There are several ways we can categorize these tools.

  • run-time analysis: AddressSanitizer detect_odr_violation
  • static analysis: the others

By scope:

  • single translation unit: Clang ODR hash
  • linkage unit: most tools
  • cross linkage unit: AddressSanitizer detect_odr_violation

By entity:

  • GCC -Wlto-type-mismatch and -Wodr: type
  • gold --detect-odr-violations: C++ vague linkage functions
  • lld with -fsanitize-address-globals-dead-stripping -fsanitize-address-use-odr-indicator: C++ vague linkage functions and variables: (partial)
  • adobe/orc: many
  • Clang ODR hash: almost all

Future direction

Having an approach for LTO is nice, but we probably want an approach usable without LTO or debug information.
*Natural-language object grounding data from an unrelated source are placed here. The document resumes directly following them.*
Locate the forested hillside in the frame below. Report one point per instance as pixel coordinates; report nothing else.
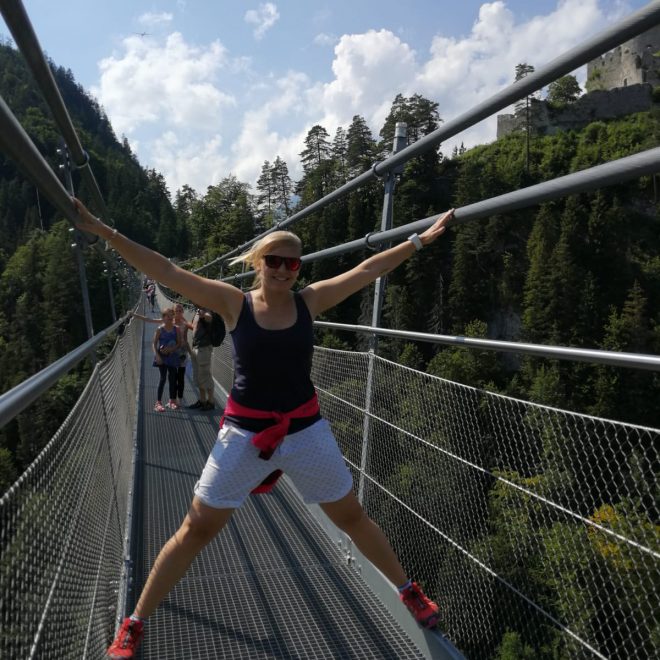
(41, 314)
(583, 271)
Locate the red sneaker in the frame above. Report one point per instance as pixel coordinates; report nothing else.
(425, 611)
(127, 640)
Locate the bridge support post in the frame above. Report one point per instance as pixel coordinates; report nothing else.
(400, 142)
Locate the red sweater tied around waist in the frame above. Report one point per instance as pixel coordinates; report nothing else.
(268, 440)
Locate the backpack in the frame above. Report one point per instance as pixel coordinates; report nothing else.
(218, 331)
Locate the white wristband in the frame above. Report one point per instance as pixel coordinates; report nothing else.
(416, 241)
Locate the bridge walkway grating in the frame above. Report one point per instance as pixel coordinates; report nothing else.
(271, 585)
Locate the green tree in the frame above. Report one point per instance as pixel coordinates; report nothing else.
(563, 91)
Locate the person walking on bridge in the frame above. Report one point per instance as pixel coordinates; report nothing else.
(183, 325)
(271, 423)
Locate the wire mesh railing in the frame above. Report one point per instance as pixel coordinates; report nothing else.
(63, 523)
(531, 525)
(524, 521)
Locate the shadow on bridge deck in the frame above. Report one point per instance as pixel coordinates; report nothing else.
(271, 585)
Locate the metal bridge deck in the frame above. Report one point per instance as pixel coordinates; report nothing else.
(271, 585)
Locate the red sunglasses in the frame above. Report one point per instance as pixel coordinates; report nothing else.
(275, 261)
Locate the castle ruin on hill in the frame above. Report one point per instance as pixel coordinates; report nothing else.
(619, 83)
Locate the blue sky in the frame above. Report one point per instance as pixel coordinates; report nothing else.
(217, 88)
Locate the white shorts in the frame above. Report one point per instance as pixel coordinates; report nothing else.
(311, 458)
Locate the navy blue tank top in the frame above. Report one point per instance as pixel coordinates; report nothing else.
(272, 368)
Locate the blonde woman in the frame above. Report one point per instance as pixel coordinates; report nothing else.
(272, 333)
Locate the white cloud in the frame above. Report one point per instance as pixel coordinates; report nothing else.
(463, 72)
(170, 84)
(324, 39)
(167, 97)
(262, 18)
(198, 163)
(151, 18)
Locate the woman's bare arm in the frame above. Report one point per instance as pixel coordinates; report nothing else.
(323, 295)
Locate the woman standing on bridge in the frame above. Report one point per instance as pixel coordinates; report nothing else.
(272, 421)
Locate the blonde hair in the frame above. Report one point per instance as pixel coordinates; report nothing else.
(262, 247)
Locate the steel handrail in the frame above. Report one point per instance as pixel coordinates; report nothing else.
(594, 356)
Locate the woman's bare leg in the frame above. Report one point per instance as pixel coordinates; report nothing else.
(349, 516)
(199, 527)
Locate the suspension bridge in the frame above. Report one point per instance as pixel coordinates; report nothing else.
(82, 526)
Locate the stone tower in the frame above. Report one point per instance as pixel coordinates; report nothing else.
(634, 62)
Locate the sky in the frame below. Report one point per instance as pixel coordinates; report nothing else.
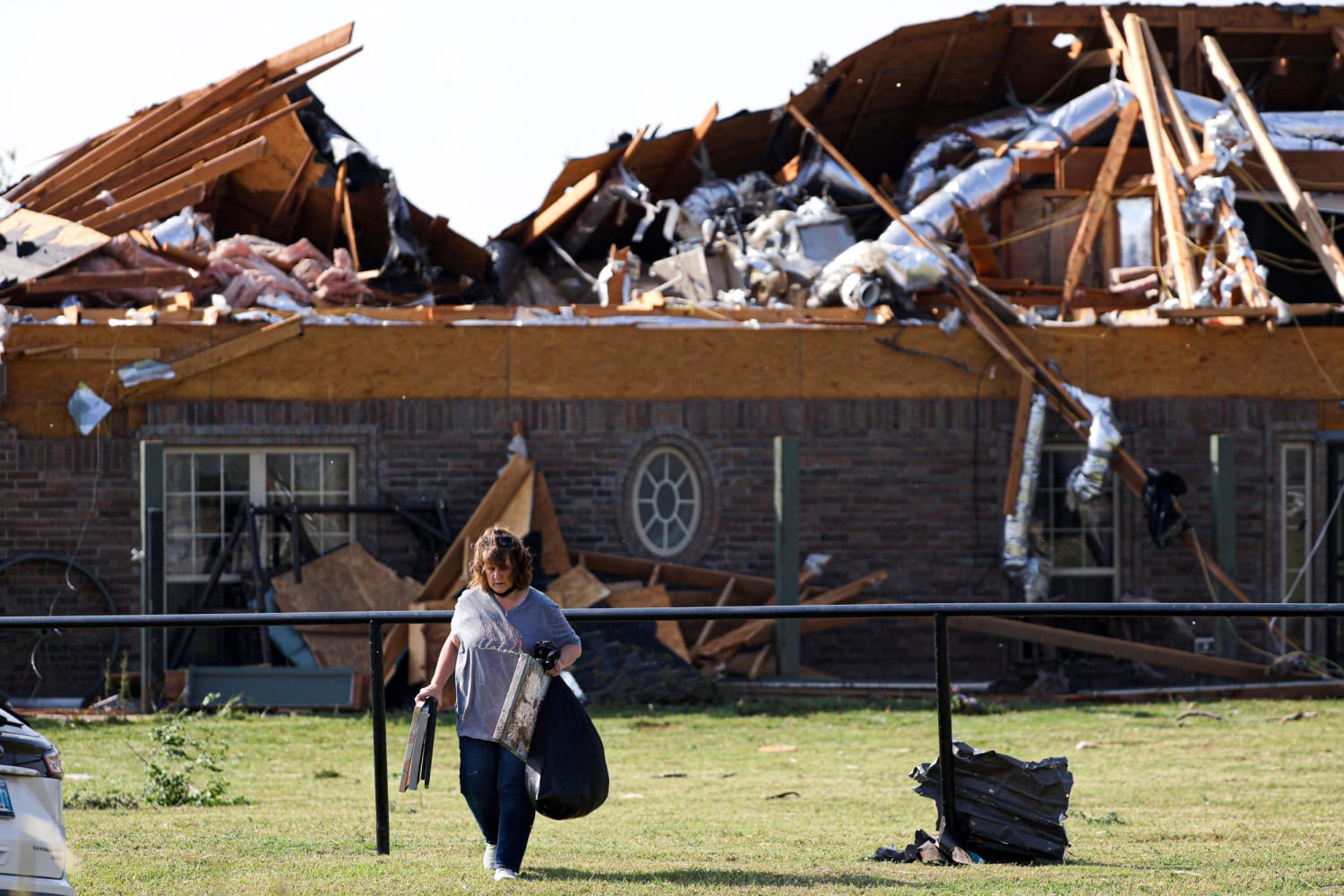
(475, 107)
As Clang has implemented the heavylifting work of ODR hashes, we can implement a feature to collect the hashes into a custom section. We can change lld to scan this section and find differing values.

See RFC: ODR checker for Clang and LLD for a 2017 RFC. The effort added SHT_LLVM_ODRTAB and was not upstreamed.

I think the section can be a table holding ODR hash values. Each value is associated with a R_*_NONE relocation referencing the associated symbol table entry. For classes which do not produce a symbol (i.e. no vtable), the compiler can generate a symbol solely for ODR violation detection.

I will probably implement this feature if people find this useful.